E, além de tudo, parecem sagu

domingo, 1 de julho de 2012

Kuda para sempre

A rigor, vale dizer que, se me pedissem pra desenhar o rosto da Kuda, eu com certeza acabaria errando em quase tudo. É que eu só a vi, e de relance, uma única vez. Foi no lançamento do livro que escrevi com minhas sempre sócias, Clarissa e Vivi. A Kuda, tia da Vivi, foi nos prestigiar - e apesar de querer muito agarrar nas mãos delas e agradecer por tudo e mais um pouco, a pilha de livros acumulada me impediu da tietagem explícita. Foi uma pena. Foi uma pena que, na semana que passou, eu tenha perdido em definitivo a chance de dizer pessoalmente pra Kuda como eu a admirava.

Eu não saberia dizer o nome completo da Kuda, o endereço dela, qual carro dirigia - e mesmo se ela dirigia. Mas eu sei que a Kuda era exímia trabalhadeira manual, boa de cozinha, dona de dedos verdes pras plantas crescerem lindas.

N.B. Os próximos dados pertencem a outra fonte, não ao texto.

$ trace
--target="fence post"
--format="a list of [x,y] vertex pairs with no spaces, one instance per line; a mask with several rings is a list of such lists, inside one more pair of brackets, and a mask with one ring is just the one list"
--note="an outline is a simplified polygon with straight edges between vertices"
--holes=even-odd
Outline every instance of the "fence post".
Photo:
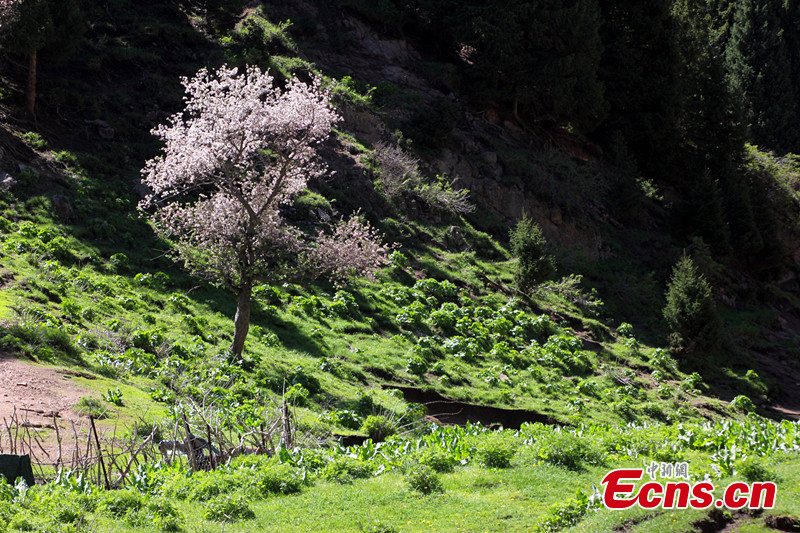
[[111,483],[108,482],[106,463],[103,461],[103,451],[100,449],[100,437],[97,436],[97,428],[94,425],[94,417],[91,415],[89,415],[89,424],[91,424],[92,433],[94,433],[94,443],[97,444],[97,458],[100,461],[100,469],[103,471],[103,479],[106,483],[106,490],[109,490],[111,488]]

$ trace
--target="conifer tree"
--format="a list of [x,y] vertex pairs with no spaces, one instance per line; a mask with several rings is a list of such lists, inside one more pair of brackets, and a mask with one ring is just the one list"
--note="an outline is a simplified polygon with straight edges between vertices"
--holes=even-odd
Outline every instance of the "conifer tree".
[[608,118],[595,138],[622,135],[639,169],[664,178],[677,156],[677,57],[670,0],[600,0],[600,79]]
[[555,270],[555,258],[549,253],[542,228],[527,216],[511,231],[511,250],[518,261],[517,287],[523,292],[536,287]]
[[25,109],[31,115],[36,113],[40,52],[46,49],[53,59],[65,57],[83,29],[79,0],[19,0],[14,6],[3,47],[27,60]]
[[699,355],[719,347],[721,325],[711,285],[688,256],[672,271],[664,318],[678,353]]
[[792,54],[782,0],[737,2],[726,50],[731,83],[745,104],[750,138],[785,152],[797,144],[798,87],[792,80]]

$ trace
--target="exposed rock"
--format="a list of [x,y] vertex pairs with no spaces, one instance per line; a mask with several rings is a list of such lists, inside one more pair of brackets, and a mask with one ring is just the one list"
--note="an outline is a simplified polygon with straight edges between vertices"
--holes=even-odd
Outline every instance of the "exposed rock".
[[17,180],[15,180],[11,174],[0,172],[0,189],[7,191],[16,184]]

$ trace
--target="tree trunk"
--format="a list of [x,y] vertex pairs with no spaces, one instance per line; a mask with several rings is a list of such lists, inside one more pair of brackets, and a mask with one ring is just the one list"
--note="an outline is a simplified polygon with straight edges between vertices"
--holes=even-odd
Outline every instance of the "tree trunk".
[[39,52],[34,49],[28,55],[28,86],[25,89],[25,109],[36,114],[36,69]]
[[231,351],[237,357],[242,356],[244,351],[244,340],[250,330],[250,309],[252,307],[251,296],[253,293],[253,283],[244,282],[239,289],[239,299],[236,302],[236,318],[233,319],[234,333]]

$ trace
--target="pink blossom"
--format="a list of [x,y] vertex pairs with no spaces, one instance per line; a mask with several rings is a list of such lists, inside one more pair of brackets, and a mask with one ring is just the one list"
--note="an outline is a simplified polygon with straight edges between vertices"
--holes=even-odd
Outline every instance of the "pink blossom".
[[151,192],[141,207],[189,268],[241,289],[301,267],[341,279],[385,264],[386,247],[357,218],[315,243],[281,215],[327,173],[318,148],[339,116],[319,79],[280,89],[257,67],[222,67],[183,85],[184,111],[153,130],[164,149],[142,171]]

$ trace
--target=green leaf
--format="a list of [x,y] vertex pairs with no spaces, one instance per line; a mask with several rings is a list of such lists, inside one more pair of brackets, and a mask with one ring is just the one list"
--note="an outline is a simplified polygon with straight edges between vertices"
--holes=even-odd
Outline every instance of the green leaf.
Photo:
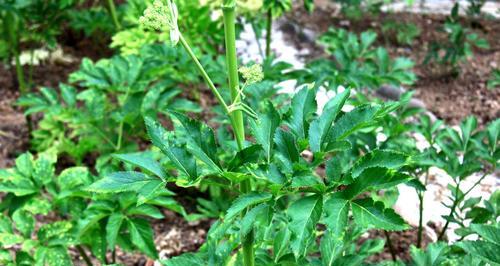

Sei que ela também era chapa de santinhos que providencialmente atendiam suas preces (e ajudavam todos nós nessa doce tabela). Sei que ela tinha dois filhos que são dois príncipes e que pensava em comprar um sítio. Eu passei a semana pensando na Kuda, em como esse sítio teria sido um paraíso pelas mãos dessa mulher e em tudo isso que a gente é.

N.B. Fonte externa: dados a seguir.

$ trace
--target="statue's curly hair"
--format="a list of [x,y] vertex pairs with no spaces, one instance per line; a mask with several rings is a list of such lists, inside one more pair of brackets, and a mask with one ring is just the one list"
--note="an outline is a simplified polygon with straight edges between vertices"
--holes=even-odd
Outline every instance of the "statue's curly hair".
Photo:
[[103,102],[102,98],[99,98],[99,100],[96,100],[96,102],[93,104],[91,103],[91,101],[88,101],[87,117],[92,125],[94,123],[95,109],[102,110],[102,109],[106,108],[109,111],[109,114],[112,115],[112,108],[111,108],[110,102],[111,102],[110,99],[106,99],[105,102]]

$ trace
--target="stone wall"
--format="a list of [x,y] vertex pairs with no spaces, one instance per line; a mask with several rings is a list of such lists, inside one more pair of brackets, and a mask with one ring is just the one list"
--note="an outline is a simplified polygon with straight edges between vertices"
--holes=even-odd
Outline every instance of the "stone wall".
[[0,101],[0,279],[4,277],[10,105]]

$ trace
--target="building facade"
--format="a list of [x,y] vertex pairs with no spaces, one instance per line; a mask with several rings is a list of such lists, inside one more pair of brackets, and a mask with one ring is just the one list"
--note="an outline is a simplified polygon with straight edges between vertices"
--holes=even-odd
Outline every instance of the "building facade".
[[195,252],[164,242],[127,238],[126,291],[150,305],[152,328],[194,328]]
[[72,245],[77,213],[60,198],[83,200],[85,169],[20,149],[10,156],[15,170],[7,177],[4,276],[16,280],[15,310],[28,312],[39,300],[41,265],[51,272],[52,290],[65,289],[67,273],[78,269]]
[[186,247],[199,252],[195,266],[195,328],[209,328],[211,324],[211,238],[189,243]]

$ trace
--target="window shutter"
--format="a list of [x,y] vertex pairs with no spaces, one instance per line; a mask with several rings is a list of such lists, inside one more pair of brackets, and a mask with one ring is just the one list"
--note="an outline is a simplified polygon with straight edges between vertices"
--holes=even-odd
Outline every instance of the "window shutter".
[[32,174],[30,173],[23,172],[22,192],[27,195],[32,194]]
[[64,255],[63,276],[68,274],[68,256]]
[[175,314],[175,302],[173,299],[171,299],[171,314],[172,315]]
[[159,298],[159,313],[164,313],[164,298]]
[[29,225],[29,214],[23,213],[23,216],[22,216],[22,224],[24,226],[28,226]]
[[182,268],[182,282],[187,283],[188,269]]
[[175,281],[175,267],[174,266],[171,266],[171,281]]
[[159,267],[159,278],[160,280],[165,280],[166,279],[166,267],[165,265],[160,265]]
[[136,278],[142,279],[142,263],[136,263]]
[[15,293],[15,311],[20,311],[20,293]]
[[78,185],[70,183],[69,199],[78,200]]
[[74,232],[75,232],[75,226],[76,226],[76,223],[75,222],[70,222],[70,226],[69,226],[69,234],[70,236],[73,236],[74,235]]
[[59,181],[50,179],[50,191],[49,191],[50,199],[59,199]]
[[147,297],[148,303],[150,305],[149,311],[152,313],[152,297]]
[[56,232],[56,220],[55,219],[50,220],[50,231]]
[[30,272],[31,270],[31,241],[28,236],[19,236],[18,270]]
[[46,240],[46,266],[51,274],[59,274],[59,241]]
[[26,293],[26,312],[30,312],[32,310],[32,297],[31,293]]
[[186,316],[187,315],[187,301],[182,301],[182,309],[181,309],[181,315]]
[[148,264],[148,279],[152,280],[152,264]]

Por causa da Kuda é que eu sempre relembro à Sabrina que ela 'fala mais que o homem da cobra'. O significado da parábola foi embora com a Kuda, eu acho, mas pra mim vai seguir fazendo sentindo. Ou sentido nenhum, mas eu repito porque é engraçado demais pra não utilizar.

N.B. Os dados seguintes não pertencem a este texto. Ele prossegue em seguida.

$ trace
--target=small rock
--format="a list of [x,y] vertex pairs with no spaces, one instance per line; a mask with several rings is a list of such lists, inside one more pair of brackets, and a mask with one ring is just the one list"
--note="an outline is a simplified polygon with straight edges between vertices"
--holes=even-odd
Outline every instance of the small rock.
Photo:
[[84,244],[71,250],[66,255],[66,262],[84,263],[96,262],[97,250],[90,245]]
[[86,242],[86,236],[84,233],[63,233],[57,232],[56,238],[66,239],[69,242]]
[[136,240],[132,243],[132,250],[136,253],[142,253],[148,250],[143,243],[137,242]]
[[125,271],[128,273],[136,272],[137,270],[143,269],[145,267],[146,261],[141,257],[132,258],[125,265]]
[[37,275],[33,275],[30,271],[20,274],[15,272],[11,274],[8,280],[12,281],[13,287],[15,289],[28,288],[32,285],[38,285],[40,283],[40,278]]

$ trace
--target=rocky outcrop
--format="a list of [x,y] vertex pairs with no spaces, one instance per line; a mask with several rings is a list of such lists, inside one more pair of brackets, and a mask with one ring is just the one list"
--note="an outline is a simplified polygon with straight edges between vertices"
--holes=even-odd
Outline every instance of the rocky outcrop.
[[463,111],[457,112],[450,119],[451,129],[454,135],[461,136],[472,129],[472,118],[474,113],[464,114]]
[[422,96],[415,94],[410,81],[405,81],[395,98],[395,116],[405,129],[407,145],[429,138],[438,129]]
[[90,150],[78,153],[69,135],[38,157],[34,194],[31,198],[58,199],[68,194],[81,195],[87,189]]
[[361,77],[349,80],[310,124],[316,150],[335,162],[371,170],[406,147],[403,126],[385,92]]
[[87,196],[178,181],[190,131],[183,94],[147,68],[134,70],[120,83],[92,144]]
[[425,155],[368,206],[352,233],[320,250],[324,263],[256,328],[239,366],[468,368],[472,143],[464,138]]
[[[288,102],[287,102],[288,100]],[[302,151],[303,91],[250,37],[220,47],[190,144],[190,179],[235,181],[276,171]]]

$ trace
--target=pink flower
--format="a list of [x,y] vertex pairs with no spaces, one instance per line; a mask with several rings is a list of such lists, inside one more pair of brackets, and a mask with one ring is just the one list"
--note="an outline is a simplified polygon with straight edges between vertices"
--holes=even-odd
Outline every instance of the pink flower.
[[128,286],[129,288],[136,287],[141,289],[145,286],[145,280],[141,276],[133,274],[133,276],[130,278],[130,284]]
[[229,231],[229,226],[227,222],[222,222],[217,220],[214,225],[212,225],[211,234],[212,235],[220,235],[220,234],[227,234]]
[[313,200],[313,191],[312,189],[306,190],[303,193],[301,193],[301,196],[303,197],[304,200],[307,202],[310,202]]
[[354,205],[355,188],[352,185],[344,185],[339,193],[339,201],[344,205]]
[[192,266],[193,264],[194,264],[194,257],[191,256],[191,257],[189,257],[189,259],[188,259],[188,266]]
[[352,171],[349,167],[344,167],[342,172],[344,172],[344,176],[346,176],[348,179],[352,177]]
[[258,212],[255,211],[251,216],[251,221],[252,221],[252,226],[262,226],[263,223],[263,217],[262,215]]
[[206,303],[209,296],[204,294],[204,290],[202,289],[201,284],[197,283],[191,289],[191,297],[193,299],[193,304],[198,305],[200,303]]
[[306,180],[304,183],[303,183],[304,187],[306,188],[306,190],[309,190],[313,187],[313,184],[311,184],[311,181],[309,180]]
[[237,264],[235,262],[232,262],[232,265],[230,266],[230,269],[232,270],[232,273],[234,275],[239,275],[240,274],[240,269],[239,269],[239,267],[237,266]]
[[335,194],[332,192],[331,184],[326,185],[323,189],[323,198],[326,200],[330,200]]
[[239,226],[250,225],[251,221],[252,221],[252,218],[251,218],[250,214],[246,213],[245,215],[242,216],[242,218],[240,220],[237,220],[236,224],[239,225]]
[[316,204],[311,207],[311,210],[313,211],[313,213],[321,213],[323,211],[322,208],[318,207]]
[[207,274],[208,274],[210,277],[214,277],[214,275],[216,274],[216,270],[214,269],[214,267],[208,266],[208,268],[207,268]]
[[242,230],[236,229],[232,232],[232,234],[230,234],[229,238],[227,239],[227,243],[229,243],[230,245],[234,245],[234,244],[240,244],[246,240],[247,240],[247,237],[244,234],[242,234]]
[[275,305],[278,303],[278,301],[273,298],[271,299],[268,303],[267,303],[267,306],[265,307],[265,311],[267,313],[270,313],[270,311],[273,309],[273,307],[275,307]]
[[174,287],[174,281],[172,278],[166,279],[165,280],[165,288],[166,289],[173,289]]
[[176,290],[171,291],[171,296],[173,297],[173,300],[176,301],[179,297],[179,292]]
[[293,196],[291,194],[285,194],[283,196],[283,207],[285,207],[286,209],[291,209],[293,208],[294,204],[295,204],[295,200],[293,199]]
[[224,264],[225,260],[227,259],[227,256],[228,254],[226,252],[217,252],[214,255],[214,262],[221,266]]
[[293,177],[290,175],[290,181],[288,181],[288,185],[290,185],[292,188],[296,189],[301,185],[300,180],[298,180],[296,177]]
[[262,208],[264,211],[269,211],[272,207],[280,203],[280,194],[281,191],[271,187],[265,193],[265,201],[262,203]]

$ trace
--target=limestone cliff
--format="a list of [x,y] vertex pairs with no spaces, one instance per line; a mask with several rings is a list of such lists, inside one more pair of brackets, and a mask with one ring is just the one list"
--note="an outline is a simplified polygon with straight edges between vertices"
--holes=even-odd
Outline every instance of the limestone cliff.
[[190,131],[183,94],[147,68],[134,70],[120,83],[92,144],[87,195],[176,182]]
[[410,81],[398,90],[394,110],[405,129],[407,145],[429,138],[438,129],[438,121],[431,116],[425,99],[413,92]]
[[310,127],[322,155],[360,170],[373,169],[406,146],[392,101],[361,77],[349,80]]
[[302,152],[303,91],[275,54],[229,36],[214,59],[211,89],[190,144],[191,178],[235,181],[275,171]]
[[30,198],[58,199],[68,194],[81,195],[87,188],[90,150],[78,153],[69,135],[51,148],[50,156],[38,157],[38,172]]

A Kuda, sem saber, me ensinou um bocado - porque ela ensinou pra Vivi, que me repassou. Mas o que ela me mostrou melhor e afinal foi algo que todo mundo deveria matutar um pouco: o que a gente faz, diz, pratica não fica só com a gente ou com aquela meia dúzia de sempre. Muita coisa transcende, especialmente quando a gente é capaz de ser tão incrível a ponto de deixar um positivo legado.

Não precisa ser o legado maior do mundo - a fortuna do Eike, os gols do Pelé, a boca da Jolie. Que seja uma receita de torta fantástica. Que seja um gesto característico. Que seja um modo de agir que toque mais outro alguém. A gente é capaz de marcar quem a gente nem conhece quando faz algo bem feito.

Em tempos de comunicação muito ligeira, quando os dedos às vezes trabalham mais rápido que o bom senso, tudo o que a gente reflete e espalha vai lá tocar em alguém, é certeza. Muitíssimas vezes, em quem a gente nem sequer imagina. Então, se for o caso, levar uma vida preciosa e espalhar boas coisas é a melhor escolha de todas. O que a gente pode fazer de bem feito vai tomar força.

A Kuda fez tudo muito, muito bem feito. Por isso que ela pode ter ido embora de um certo modo, mas nunca por completo. Quem ela era vai ficar, se traduzindo em ações que ela semeou aqui, ali, acolá... E quem, como eu, não a conheceu também pode aprender bastante com isso.